When companies try to “build a better mousetrap,” the process can involve a lot of internal studies and tests on the kinds of materials to use and effective designs. It can be a time-consuming but necessary operation, which means less time for people to use the device to solve a particular problem.
NASA and the National Institute of Standards and Technology (NIST) are collaborating to help scientists and innovators build that new mousetrap by accelerating materials development, and make new discoveries using data from the hundreds of investigations on the International Space Station.

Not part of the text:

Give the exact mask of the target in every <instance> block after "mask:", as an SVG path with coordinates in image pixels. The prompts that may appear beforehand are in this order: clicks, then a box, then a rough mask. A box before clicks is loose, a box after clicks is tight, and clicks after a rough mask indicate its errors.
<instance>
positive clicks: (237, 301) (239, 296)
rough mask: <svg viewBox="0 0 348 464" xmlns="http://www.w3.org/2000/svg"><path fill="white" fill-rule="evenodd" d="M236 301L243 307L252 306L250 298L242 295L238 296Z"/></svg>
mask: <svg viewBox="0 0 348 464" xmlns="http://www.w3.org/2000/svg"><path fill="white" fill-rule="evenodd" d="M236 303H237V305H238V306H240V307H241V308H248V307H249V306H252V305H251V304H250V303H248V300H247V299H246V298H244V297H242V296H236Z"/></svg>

An initiative between the two government agencies has created MaterialsLab—a new approach to materials science research that will provide unprecedented worldwide collaboration. Each space station investigation provides scientists with a better understanding of the physical and chemical properties of materials, allowing insight on how they develop and behave without gravity affecting the results. The MaterialsLab approach enhances the way researchers in government, industry, and academia develop investigations and share information.
“We’re creating a new opportunity to develop materials experiments in space that makes it easier for scientists to conduct these investigations and share their research and data widely with the scientific community,” said Marshall Porterfield, NASA’s Director of Space Life and Physical Sciences in the agency’s Human Exploration and Operations Mission Directorate at NASA Headquarters in Washington, DC. “The Open Science concept allows multiple researchers around the world ... to access data from station experiments and build on each other’s work.”
NASA and NIST recently signed a Memorandum of Understanding to foster collaboration among NASA’s microgravity materials science program, the NIST Material Measurement Laboratory, and the multi-agency Materials Genome Initiative.
MaterialsLab will share data from past and present space station investigations through NASA’s Physical Science Informatics system—a resource for processing and sorting data from physical science experiments performed aboard the orbiting laboratory. The goal is to promote an open-access approach to scientific data analysis and potentially guide hundreds of new, station-based scientific investigations.
With MaterialsLab, NASA is changing the way scientists conduct research by adding a slight twist. Now, space station materials research will aim to solve engineering problems that not only relate to space travel, but also target a specific outcome or attack a materials problem identified by industry.
“We want to conduct new investigations that fulfill a specific industry need or could lead to a new commercial application,” said John Vickers, the manager of the National Center for Advanced Manufacturing at NASA’s Marshall Space Flight Center in Huntsville, Ala. “If the automobile industry is having a problem with a specific material, we may be able to study that material on the station and get an answer that they couldn’t obtain through ground-based research. We are not only learning about the material, but also providing valuable data that immediately affects companies and consumers on Earth.”
Through MaterialsLab, NASA is changing the way scientists share data and even their approach to proposing experiments. “It should be easy for investigators to access current data from experiments and use it to determine if there are gaps in knowledge that can be addressed with new investigations,” Porterfield said.
NASA leaders want to continue scientific experiments to learn more about the world and the universe. They also want to change the way research is conducted by fostering a spirit of collaboration to share results from investigations on the orbiting laboratory as soon as possible.